In other marriages, though – marriages that last 19 years or less – we often see support awarded for half the length of the marriage or less.  That’s not a guarantee, of course; it’s just a benchmark that we use.  Though it’s most common to see spousal support awards of a certain number of dollars per month for a certain period of time, it’s also possible to have spousal support payable in a lump sum or spousal support that tapers off over the course of the coming years.

For super short term marriages – 6-7 years or less – it’s possible that no support would be awarded, but I’ve seen it awarded plenty.  It’ll depend a lot on your circumstances, but it probably won’t be a super long term award, because you weren’t married long enough to completely depend on him.  Even if you’d been out of the workforce for a short period, you’d have more success (and therefore more earning potential) on re-entering than someone older might have, which is something the judge would certainly consider.

The court can’t force you to go back to work, but the court can examine, in detail, what your earning potential looks like through an employment expert, like we mentioned earlier.  The same applies to him, though; he’s not going to be able to quit his lucrative career and work at Wawa in order to pay you less (or no) support.  The court would impute income to him in that scenario as well, so it’s technically designed to be a mutually protective provision.

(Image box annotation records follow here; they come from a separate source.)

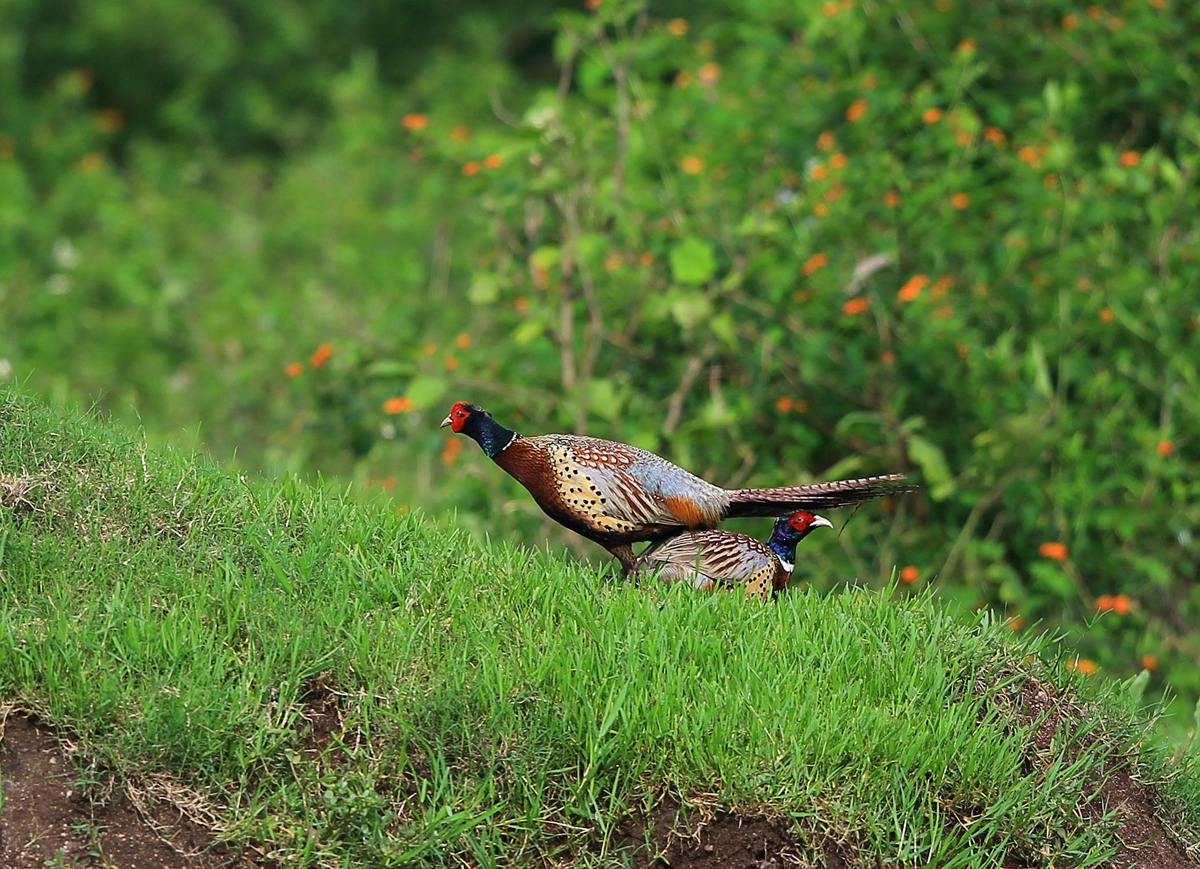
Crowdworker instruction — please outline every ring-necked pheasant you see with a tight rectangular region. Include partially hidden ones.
[638,510,833,600]
[442,401,911,574]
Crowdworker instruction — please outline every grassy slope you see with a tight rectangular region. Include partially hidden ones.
[0,392,1200,867]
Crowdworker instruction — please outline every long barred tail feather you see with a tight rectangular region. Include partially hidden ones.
[726,474,917,519]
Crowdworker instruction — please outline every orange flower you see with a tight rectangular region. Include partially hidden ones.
[383,395,422,413]
[1038,540,1069,562]
[1067,658,1096,676]
[896,275,929,301]
[800,253,829,275]
[400,112,430,131]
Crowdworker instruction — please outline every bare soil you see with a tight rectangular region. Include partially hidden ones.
[0,714,254,869]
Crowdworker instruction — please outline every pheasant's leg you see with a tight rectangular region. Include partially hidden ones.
[608,544,637,577]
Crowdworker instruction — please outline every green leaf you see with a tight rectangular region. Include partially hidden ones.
[671,235,716,287]
[908,435,954,501]
[404,374,449,408]
[512,320,546,346]
[467,278,500,305]
[671,289,713,329]
[529,247,563,270]
[588,377,624,420]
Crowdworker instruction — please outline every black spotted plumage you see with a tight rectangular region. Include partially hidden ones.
[442,401,910,573]
[638,510,830,600]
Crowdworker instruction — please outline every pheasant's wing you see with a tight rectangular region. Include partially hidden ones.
[530,435,727,534]
[646,531,779,589]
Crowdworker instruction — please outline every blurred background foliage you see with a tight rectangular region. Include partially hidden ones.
[0,0,1200,726]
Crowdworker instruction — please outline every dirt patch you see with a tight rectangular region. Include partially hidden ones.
[1015,679,1200,869]
[0,714,254,869]
[617,799,859,869]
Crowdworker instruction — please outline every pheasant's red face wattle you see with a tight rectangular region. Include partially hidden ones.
[787,510,816,531]
[446,401,470,432]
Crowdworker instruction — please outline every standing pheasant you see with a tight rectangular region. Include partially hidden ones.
[442,401,910,574]
[638,510,833,600]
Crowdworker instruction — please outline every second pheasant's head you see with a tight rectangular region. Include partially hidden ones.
[442,401,517,459]
[770,510,833,547]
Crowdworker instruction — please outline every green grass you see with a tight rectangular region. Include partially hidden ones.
[0,392,1200,867]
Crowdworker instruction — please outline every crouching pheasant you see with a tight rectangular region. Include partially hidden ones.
[638,510,833,600]
[442,401,911,574]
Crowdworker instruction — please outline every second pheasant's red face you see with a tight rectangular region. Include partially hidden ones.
[787,510,816,531]
[442,401,480,432]
[787,510,833,532]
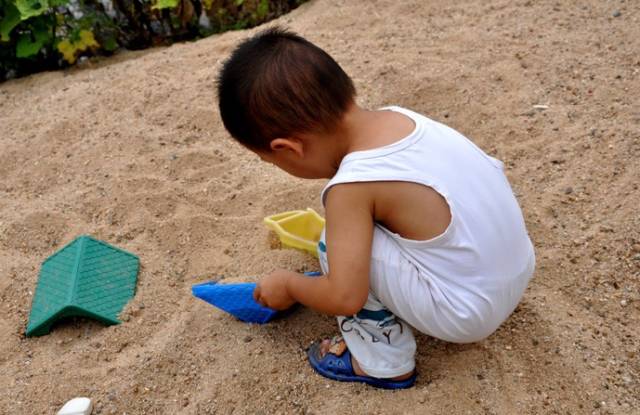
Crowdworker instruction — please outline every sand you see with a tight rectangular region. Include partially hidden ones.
[0,0,640,414]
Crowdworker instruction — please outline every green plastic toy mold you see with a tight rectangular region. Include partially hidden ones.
[26,236,140,336]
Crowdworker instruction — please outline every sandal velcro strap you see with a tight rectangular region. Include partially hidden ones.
[307,338,417,389]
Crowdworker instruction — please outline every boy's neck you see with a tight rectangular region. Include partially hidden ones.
[334,103,415,161]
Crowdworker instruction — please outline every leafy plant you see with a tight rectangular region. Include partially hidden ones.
[0,0,306,81]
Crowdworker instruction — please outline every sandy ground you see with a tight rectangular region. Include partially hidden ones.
[0,0,640,414]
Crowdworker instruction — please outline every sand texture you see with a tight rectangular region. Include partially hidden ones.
[0,0,640,414]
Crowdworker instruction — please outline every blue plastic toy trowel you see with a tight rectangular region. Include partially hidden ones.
[191,272,322,324]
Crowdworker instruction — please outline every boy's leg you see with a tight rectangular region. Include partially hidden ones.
[319,229,416,378]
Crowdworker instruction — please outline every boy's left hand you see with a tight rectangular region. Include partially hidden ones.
[253,270,296,310]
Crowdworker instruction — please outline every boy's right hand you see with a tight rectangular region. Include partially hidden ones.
[253,270,296,310]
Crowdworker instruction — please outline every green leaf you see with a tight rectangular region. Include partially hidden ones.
[16,20,52,58]
[151,0,180,9]
[256,0,269,19]
[0,2,20,42]
[16,0,49,20]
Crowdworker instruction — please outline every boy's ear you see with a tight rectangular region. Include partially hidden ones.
[269,138,304,157]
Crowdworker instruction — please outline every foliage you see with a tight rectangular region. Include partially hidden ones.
[0,0,306,82]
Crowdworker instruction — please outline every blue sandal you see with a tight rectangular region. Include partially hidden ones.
[307,338,417,389]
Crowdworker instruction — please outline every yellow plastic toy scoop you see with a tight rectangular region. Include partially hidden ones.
[264,208,324,257]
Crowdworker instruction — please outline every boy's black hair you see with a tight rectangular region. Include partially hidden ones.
[217,27,356,151]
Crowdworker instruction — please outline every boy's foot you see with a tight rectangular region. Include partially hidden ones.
[307,337,416,389]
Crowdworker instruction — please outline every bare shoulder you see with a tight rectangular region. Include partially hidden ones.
[327,181,451,240]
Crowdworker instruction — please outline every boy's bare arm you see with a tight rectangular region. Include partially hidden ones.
[286,183,374,315]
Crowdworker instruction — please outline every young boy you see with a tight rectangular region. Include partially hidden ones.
[218,28,535,389]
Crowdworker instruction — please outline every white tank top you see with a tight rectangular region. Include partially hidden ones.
[322,107,535,327]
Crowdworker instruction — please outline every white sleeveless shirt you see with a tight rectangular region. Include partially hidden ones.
[322,107,535,335]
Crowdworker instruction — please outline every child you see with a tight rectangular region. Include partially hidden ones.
[218,28,535,389]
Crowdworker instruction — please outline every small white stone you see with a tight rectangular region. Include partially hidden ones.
[58,398,93,415]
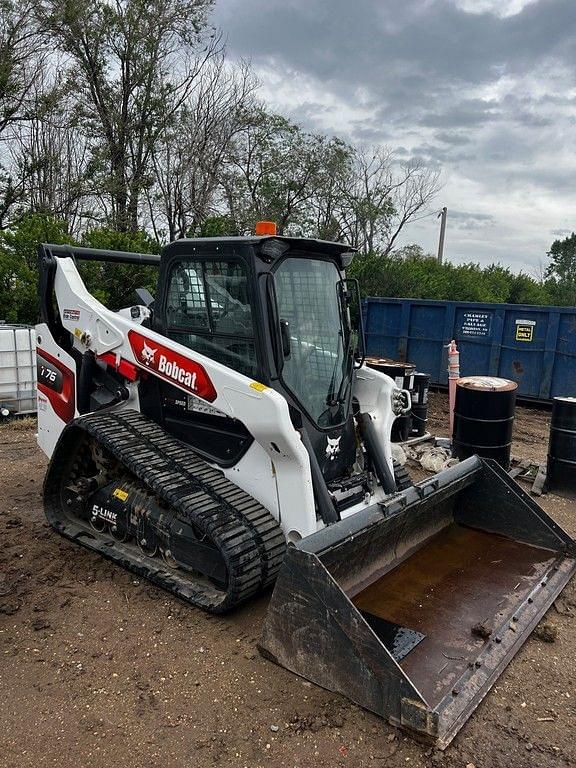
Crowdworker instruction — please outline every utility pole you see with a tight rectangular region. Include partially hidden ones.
[438,206,448,264]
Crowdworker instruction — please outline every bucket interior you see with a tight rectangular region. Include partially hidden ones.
[348,521,556,707]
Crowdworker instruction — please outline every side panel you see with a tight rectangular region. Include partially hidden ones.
[36,323,78,457]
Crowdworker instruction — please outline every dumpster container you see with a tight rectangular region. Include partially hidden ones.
[363,298,576,402]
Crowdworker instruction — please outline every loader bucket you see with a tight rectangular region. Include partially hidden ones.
[260,456,576,749]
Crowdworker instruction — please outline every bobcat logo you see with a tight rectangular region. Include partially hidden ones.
[326,435,342,461]
[140,342,158,365]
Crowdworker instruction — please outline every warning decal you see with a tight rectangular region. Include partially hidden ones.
[516,320,536,341]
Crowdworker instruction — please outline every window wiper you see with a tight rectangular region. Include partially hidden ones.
[336,333,354,405]
[326,334,354,407]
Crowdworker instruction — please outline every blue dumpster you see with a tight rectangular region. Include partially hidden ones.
[362,298,576,401]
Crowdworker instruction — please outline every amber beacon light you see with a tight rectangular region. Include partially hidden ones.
[254,221,276,235]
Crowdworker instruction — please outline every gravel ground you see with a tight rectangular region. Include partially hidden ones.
[0,395,576,768]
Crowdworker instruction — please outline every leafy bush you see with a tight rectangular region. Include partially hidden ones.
[349,254,552,304]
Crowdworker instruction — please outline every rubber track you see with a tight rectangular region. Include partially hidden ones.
[44,411,286,613]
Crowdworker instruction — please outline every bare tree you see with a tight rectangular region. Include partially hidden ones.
[39,0,216,232]
[148,57,256,240]
[8,73,97,233]
[341,147,441,255]
[0,0,45,135]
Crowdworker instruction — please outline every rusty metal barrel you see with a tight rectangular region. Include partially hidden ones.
[546,397,576,496]
[452,376,518,470]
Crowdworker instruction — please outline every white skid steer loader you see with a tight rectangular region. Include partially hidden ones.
[36,234,576,747]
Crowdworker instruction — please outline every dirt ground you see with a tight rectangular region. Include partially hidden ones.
[0,395,576,768]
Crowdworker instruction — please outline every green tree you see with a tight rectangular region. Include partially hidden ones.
[0,214,72,324]
[222,108,346,235]
[545,232,576,306]
[38,0,215,233]
[79,228,160,310]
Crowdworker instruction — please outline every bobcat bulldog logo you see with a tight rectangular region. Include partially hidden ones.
[326,435,342,461]
[128,331,216,403]
[140,342,158,365]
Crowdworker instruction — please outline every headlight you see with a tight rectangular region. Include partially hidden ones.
[392,389,412,416]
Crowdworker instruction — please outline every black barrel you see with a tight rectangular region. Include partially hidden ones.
[546,397,576,497]
[452,376,518,470]
[366,357,416,443]
[410,373,430,437]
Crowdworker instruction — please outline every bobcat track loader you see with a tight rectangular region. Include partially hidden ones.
[36,234,576,747]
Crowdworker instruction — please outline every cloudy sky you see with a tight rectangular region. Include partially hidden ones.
[214,0,576,272]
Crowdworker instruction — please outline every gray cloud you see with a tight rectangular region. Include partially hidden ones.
[214,0,576,265]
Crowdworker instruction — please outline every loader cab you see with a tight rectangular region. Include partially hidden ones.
[141,236,361,496]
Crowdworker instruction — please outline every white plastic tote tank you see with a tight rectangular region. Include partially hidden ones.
[0,325,36,420]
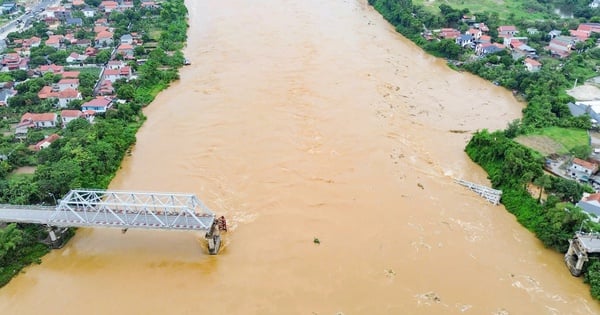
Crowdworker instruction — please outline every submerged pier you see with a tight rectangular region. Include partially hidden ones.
[565,232,600,277]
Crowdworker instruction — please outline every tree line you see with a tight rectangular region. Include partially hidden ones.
[0,0,187,285]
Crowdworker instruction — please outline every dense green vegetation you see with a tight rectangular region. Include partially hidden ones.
[369,0,600,299]
[0,0,187,285]
[529,127,589,153]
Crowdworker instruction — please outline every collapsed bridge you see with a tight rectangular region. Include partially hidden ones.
[0,189,227,255]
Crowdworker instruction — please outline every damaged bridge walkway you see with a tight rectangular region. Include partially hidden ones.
[0,189,220,254]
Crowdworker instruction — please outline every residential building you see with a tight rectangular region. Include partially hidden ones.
[523,58,542,72]
[498,25,519,37]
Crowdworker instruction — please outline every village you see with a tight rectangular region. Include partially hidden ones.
[0,0,159,151]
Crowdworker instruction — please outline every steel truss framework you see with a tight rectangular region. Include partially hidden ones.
[48,189,215,231]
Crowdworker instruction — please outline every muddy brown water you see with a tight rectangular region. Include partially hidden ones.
[0,0,600,314]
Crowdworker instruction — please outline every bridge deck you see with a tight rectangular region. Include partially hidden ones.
[0,190,215,231]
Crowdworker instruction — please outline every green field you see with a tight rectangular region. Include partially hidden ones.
[515,127,589,155]
[413,0,551,21]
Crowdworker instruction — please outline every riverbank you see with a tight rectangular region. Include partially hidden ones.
[0,0,187,286]
[0,0,600,315]
[369,0,600,299]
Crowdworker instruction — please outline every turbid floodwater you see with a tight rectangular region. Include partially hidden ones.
[0,0,600,315]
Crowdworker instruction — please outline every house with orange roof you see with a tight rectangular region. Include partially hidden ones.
[438,28,462,39]
[523,58,542,72]
[37,64,65,75]
[22,36,42,48]
[57,89,82,108]
[15,113,58,138]
[577,193,600,222]
[57,78,79,91]
[60,71,79,79]
[38,85,59,100]
[46,35,63,49]
[568,158,598,180]
[66,52,88,63]
[465,28,483,40]
[117,43,133,58]
[84,46,98,57]
[98,80,115,96]
[96,31,113,47]
[546,36,577,58]
[81,7,96,17]
[30,133,60,151]
[498,25,519,37]
[60,109,96,128]
[98,1,119,13]
[102,68,121,83]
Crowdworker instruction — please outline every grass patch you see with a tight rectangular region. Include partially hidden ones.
[413,0,551,21]
[515,127,589,155]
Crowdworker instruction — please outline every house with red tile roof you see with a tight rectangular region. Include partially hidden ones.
[46,35,63,49]
[438,28,462,39]
[577,193,600,222]
[568,158,598,179]
[523,58,542,72]
[66,52,88,63]
[38,85,59,100]
[498,25,519,37]
[98,1,119,13]
[546,36,577,58]
[96,31,113,47]
[117,43,133,58]
[22,36,42,48]
[17,113,58,128]
[57,88,82,108]
[60,71,79,79]
[465,28,483,40]
[102,68,121,83]
[57,78,79,91]
[37,64,65,75]
[60,109,96,128]
[98,80,115,96]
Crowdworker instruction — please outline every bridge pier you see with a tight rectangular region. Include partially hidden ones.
[205,216,227,255]
[45,226,69,249]
[565,232,600,277]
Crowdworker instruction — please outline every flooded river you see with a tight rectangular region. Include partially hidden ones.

Keep in mind, too, that spousal support – under Virginia law – terminates if either party dies, or if you – the recipient spouse – remarries or cohabitates in a relationship analogous to marriage for a period of one year or more.  So, it’s also fairly restrictive in terms of the choices you can make after your marriage is dissolved, too.

One thing is certain: nothing is certain when it comes to spousal support.  But what can you do?  I recommend, regardless of your circumstances, that you at least consult with an attorney and have the guideline support calculations drawn up, so that you can see what you might be entitled to receive in your divorce.  Everything at this point is up for negotiation, including spousal support, but it will at least help you begin to see the trees for the forest.  You need to be able to create – and visualize – what your post-divorce life will look like, and a lot of that comes from the financial security you’re able to establish in your divorce.